The next day, I went out-of-town for an educational workshop on teaching. It was a nice long drive…perfect for praying. And so, for 45 minutes, God and I talked.
And when I arrived in this little picturesque town, and found my way into the classroom, I felt peaceful.
One of the women giving the workshop is a Dominican Nun. This is of no consequence to the workshop, but that during her first session, she told a story about a family she was working with who just exhausted all of her skills and strength as a counselor. As a last resort, she invited them to church with her. They refused, for some reason, and so she said she would go to church with them. She humorously joked that she could go to church anywhere, she knew it would be okay because she was in with God. She said she’s been to church services in all sorts of churches, and even a synagogue. But she’s never been to a mosque. She had never been invited to a mosque.Throughout the rest of the afternoon, while I was learning about the self-esteem and morality in children, I prayed.
And then at the end of the workshop, while everyone was filling out their evaluation forms, I introduced myself as part of the Muslim Community and I invited her to Jummah Service.
When I left that afternoon, I felt terrified. Where will I take her to Jummah? From all of the Mosques in my city, I can’t find one that I feel entirely comfortable in.

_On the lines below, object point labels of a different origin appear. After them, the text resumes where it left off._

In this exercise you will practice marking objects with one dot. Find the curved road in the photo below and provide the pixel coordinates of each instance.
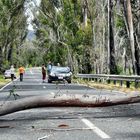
(120, 122)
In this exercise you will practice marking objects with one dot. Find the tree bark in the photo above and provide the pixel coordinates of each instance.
(63, 101)
(131, 35)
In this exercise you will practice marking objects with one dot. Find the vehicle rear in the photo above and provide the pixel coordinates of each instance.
(60, 74)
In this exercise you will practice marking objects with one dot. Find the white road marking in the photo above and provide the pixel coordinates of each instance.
(95, 129)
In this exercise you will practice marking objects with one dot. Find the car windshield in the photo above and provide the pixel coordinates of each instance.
(60, 69)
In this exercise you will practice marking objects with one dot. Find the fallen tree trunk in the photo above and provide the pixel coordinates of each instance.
(63, 101)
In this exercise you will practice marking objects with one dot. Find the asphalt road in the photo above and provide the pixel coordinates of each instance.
(121, 122)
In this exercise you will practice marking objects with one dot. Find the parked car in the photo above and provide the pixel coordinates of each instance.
(7, 74)
(58, 73)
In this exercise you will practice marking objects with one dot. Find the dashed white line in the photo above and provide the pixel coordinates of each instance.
(95, 129)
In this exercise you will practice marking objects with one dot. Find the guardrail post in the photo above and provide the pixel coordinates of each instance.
(128, 84)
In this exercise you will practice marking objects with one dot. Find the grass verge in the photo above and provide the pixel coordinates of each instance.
(110, 86)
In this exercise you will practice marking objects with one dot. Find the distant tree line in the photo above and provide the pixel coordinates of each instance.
(89, 36)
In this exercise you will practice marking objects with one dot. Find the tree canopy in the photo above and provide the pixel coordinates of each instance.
(87, 35)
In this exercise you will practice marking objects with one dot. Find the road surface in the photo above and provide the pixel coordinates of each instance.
(121, 122)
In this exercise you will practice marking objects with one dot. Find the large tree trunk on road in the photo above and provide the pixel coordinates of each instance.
(63, 101)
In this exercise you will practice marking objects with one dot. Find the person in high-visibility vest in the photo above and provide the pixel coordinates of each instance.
(21, 72)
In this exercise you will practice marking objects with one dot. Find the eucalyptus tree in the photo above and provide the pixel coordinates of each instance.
(12, 30)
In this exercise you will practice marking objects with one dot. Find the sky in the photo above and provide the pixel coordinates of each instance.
(29, 6)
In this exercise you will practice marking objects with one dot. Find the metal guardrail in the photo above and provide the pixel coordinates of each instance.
(115, 78)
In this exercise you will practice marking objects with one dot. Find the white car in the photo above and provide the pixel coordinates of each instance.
(7, 74)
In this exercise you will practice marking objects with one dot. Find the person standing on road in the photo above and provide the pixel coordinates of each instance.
(49, 67)
(21, 72)
(12, 71)
(43, 73)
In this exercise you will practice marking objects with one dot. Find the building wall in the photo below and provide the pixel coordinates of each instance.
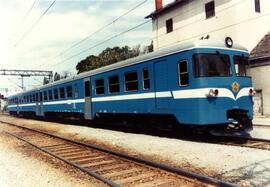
(234, 18)
(261, 82)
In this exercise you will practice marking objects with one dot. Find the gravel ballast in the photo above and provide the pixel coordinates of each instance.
(244, 166)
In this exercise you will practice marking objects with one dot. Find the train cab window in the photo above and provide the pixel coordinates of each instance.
(69, 91)
(131, 81)
(211, 65)
(99, 84)
(240, 63)
(55, 93)
(45, 96)
(114, 86)
(50, 94)
(62, 92)
(76, 90)
(87, 89)
(183, 73)
(146, 79)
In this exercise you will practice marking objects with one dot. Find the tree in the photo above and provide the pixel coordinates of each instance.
(107, 57)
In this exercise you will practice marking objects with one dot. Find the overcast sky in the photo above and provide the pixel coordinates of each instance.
(65, 24)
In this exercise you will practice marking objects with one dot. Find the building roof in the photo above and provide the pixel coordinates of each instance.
(166, 8)
(262, 49)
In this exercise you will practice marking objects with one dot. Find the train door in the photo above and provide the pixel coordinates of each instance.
(161, 84)
(88, 99)
(37, 105)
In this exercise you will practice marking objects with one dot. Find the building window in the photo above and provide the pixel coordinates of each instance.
(114, 86)
(100, 87)
(87, 88)
(62, 92)
(210, 9)
(55, 94)
(257, 6)
(69, 91)
(146, 79)
(183, 73)
(76, 90)
(169, 25)
(50, 94)
(131, 81)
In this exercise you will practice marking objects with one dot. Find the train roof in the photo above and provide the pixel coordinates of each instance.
(205, 43)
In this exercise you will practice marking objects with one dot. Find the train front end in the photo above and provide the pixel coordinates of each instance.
(220, 92)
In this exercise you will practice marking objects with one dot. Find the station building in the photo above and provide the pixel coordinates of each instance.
(245, 21)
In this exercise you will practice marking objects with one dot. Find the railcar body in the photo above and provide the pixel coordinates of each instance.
(201, 83)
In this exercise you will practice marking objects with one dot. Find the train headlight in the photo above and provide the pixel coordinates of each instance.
(213, 93)
(251, 92)
(229, 42)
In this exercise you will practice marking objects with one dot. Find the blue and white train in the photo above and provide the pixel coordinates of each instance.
(199, 84)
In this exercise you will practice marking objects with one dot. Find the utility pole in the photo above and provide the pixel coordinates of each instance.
(27, 73)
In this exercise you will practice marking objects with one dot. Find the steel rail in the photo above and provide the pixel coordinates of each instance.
(179, 171)
(89, 172)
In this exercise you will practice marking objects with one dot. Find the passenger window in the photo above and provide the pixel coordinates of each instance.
(146, 79)
(114, 86)
(62, 92)
(45, 95)
(100, 87)
(50, 94)
(76, 90)
(183, 73)
(87, 88)
(240, 65)
(131, 81)
(55, 94)
(69, 91)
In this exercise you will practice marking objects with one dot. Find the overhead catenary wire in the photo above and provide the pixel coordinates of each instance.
(105, 26)
(32, 27)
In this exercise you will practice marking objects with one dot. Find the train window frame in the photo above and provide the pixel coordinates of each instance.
(99, 87)
(55, 92)
(69, 91)
(132, 81)
(112, 85)
(62, 92)
(146, 79)
(76, 90)
(50, 95)
(200, 76)
(245, 69)
(87, 87)
(182, 73)
(209, 9)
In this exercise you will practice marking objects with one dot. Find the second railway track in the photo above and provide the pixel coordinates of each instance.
(112, 168)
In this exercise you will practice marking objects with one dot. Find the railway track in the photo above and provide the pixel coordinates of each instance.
(112, 168)
(242, 141)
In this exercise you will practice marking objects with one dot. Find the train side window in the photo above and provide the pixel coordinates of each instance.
(76, 90)
(99, 84)
(50, 94)
(183, 73)
(62, 92)
(69, 91)
(114, 86)
(146, 79)
(131, 81)
(45, 96)
(87, 88)
(55, 93)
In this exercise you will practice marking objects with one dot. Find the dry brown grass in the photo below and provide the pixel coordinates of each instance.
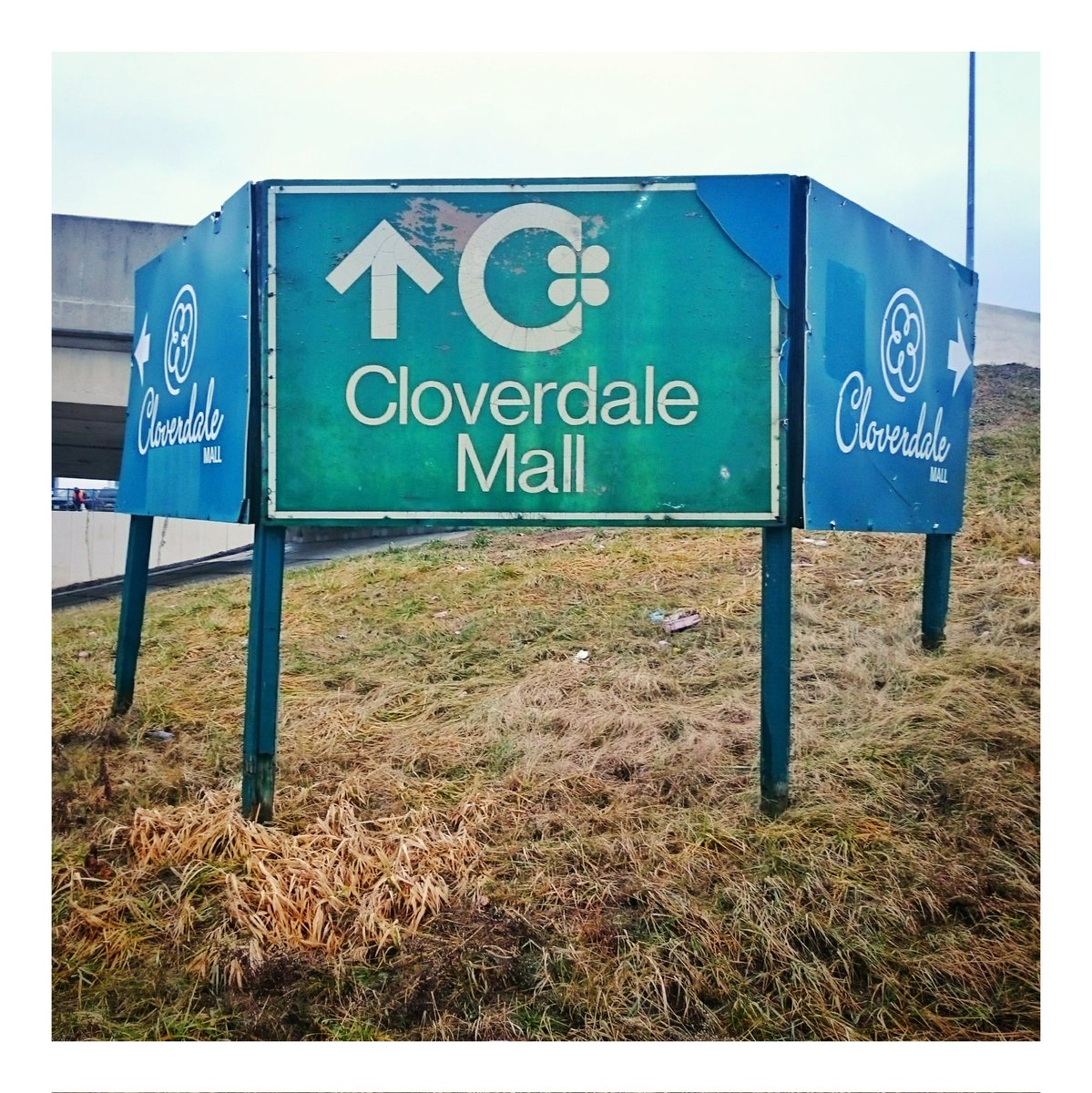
(479, 837)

Then, I thought, when the time comes, it will be okay. The day after, I went to halaka. I’ve not been to halaka in almost a little over a year. I’ve not gone for so many reasons, but that day I felt that I really needed to be there. When I went, I was instantly welcomed back. There were more than 15 ladies in attendance that day. Two of the ladies I’d never met before, both were converts. One of the ladies recognized me from My Islamic Life on Facebook. Boy was I shocked!
At the end of the meeting, I shared my story about inviting the Dominican Sister to Jummah and that it felt like a test and an opportunity from God to share Islam and to show a believer that Muslims are nice, regular people.
Aunt Faye shared with us news about a new lady who has been invited to Halaka but is so full of questions and is too apprehensive to come. I reminded her about what it was like for me before I attended my first meeting. How I would send emails back and forth asking soo many questions.
I have reached out to this lady and I hope I can answer her questions. I hope she responds, because it is so much better, so much easier to live an Islamic life when you know you are not doing it alone.